Just as continuing to trade a financially distressed company without a clear plan for recovery would not have been tenable before the introduction of this temporary safe harbour – even after its introduction, it will be important that the directors make themselves aware of this temporary safe harbour, assess the company’s financial position in a proactive manner and take advice. 

Further clarification is expected to be provided as to the operation of the Australian temporary safe harbour by means of regulations.  It appears that these regulations will take the form of ‘negative assurance’.   This is not an approach that has been used in the New Zealand company law framework (although it is used in securities law under the Financial Markets Conduct Act 2013).  Given that regulators are dealing with an evolving situation – I suggest that it is something which should be considered in this case).

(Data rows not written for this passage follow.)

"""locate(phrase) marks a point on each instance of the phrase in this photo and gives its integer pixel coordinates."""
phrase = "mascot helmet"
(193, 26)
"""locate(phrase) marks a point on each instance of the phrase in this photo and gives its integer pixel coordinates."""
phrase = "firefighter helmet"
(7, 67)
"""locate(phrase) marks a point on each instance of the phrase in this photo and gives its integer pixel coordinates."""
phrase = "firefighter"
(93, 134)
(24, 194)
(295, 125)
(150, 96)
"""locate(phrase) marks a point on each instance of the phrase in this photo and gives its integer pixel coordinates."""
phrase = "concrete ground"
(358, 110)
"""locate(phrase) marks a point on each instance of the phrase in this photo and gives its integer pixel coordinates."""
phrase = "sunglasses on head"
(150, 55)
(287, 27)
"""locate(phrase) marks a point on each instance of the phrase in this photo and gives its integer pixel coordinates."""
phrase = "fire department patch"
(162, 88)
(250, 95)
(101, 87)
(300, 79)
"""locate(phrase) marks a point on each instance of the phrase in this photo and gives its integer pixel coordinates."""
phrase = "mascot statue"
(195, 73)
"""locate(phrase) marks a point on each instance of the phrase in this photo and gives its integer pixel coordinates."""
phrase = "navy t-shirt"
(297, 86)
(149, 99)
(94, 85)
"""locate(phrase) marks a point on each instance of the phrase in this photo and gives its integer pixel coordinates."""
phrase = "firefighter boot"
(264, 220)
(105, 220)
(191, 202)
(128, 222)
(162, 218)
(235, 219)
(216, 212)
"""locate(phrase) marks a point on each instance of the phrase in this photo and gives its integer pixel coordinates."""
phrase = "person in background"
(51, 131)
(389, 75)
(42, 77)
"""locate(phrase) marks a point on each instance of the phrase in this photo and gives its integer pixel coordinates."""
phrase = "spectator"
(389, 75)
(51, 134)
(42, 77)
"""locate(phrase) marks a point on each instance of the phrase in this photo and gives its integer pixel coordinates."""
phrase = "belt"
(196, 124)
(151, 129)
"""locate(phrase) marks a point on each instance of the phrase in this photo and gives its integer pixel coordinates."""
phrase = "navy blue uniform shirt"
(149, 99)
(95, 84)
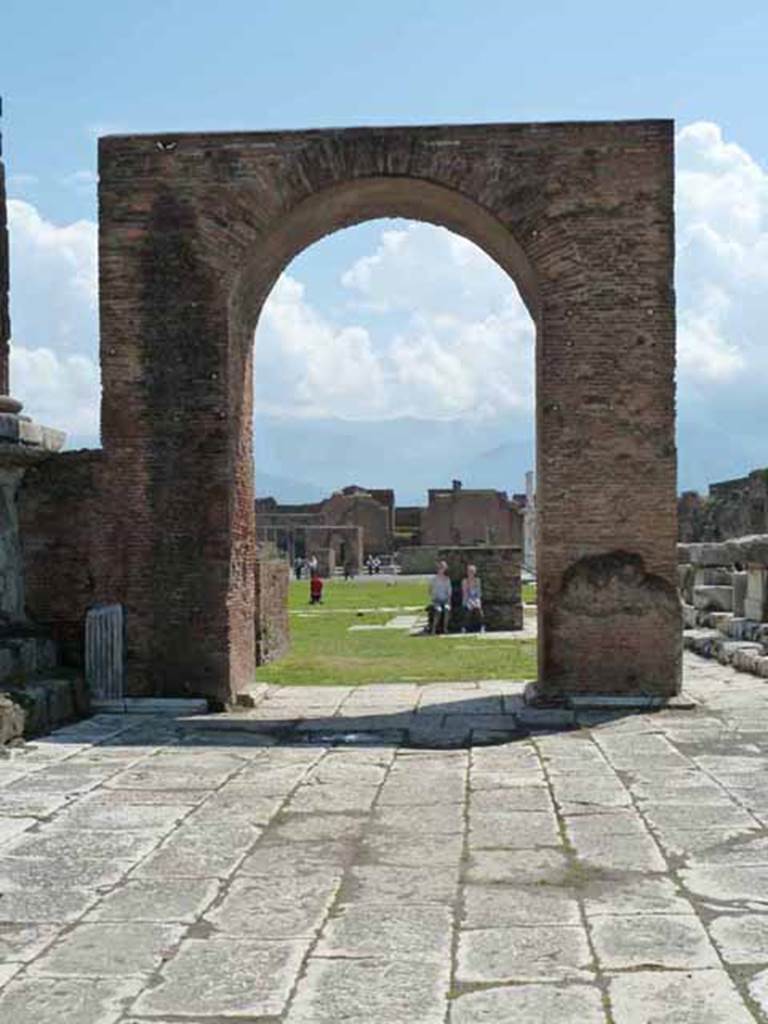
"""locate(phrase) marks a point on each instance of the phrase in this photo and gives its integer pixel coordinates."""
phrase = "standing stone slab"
(104, 651)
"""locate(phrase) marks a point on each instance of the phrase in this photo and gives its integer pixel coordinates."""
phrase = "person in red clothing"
(315, 588)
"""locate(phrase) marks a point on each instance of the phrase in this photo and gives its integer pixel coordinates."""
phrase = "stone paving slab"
(607, 866)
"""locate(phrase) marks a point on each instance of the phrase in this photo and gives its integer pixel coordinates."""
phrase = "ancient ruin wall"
(70, 560)
(271, 622)
(196, 228)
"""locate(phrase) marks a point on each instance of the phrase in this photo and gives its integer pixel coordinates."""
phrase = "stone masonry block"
(713, 598)
(739, 582)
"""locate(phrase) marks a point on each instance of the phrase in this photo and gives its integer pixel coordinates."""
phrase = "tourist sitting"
(315, 588)
(439, 600)
(472, 600)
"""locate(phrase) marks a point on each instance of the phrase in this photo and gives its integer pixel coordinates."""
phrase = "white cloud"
(58, 391)
(454, 340)
(82, 181)
(54, 364)
(428, 326)
(722, 243)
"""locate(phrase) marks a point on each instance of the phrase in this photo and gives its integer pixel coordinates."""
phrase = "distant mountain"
(286, 489)
(406, 454)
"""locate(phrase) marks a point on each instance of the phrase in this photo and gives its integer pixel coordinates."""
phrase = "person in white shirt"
(439, 600)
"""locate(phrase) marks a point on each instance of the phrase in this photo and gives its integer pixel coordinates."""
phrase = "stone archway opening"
(195, 230)
(391, 354)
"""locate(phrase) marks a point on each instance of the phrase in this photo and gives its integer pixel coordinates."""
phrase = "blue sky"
(71, 72)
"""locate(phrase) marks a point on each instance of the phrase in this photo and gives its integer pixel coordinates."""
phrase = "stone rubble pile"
(724, 589)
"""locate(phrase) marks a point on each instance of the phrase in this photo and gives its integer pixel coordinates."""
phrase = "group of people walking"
(441, 601)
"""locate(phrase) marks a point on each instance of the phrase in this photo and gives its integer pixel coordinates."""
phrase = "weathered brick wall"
(733, 508)
(365, 511)
(69, 558)
(196, 228)
(270, 599)
(470, 517)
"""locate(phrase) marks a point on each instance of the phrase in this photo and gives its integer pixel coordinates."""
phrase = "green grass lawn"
(324, 651)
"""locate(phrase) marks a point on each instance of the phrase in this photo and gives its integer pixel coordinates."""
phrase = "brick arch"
(195, 230)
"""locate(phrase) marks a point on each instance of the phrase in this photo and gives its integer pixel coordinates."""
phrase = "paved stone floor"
(610, 869)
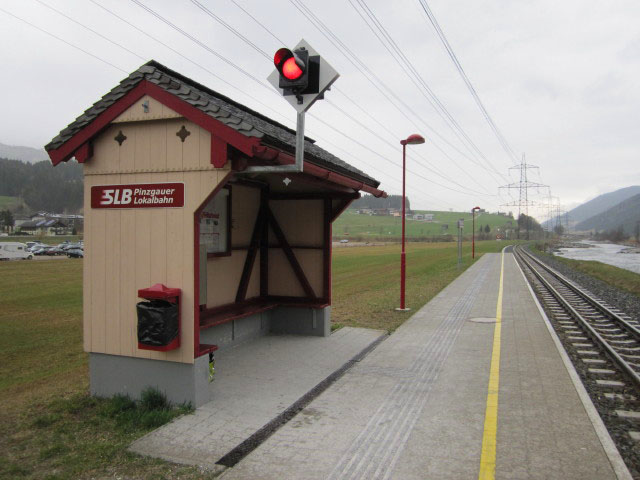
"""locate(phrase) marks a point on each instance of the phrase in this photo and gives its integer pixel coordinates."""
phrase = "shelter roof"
(231, 113)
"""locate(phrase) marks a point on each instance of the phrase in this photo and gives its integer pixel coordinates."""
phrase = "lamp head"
(414, 139)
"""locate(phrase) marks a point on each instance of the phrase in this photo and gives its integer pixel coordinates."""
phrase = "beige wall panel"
(174, 277)
(191, 145)
(193, 198)
(223, 278)
(136, 113)
(157, 133)
(174, 145)
(87, 279)
(98, 278)
(141, 155)
(128, 291)
(282, 280)
(205, 148)
(253, 290)
(300, 220)
(132, 249)
(141, 248)
(245, 203)
(112, 276)
(106, 153)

Temporary safe harbour extends to holding companies

The new Australian measures also extend to providing that a holding company may rely on the temporary safe harbour for insolvent trading by its subsidiary if it takes reasonable steps to ensure the temporary safe harbour applies to each of the directors of the subsidiary, and to the debt.  Again, the holding company bears an evidential burden in relation to these matters.

Here, some caution is required when making comparisons with Australian law.  In Australia, a holding company may be liable for the debts of a subsidiary if 5 specific criteria are met.  And there are both limits on the loss or damage that may be claimed and defences available for the holding company.

By contrast, in New Zealand, there is no direct right of recovery against a holding company for debts of a subsidiary.  Instead, section 271 of the Companies Act creates a unique mechanism for the pooling of assets of related companies where it is just and equitable to do so.  Only relatively recently (Lewis Holdings Ltd v Steel & Tube Holdings Ltd (2014)) have the New Zealand Courts provided much-needed clarity that section 271 allows the Court to order the parent of a company in liquidation to pay to the liquidators the whole or a part of all or any claims made against the subsidiary. 

I suggest that the types of measures that may be needed to plan for and implement a recovery strategy as a result of the impact of COVID-19 point to the need for similar (temporary) relief on this side of the Tasman, in a holding company / subsidiary context.  This, I suggest, would be a “for the avoidance of doubt” measure.

Suggested next steps for New Zealand

While I was researching these issues, I became aware that there is a proposed private member’s bill in the ballot (since 9 January) that seeks to add a permanent safe harbour to the Companies Act for insolvent trading – along the lines of the September 2017 Australian measure.  Whilst I have only looked at the drafting of the proposed private member’s bill briefly, my view is that any such permanent change should not be considered at this stage and should, instead, be the subject of the usual considered law-making process – which includes the scope for public consultation and submissions.

Instead, I suggest that the needs of the Level 4 lockdown and, particularly, a post-lockdown economic climate point to the need for New Zealand to follow the example provided by Australia – and provide temporary relief for company directors.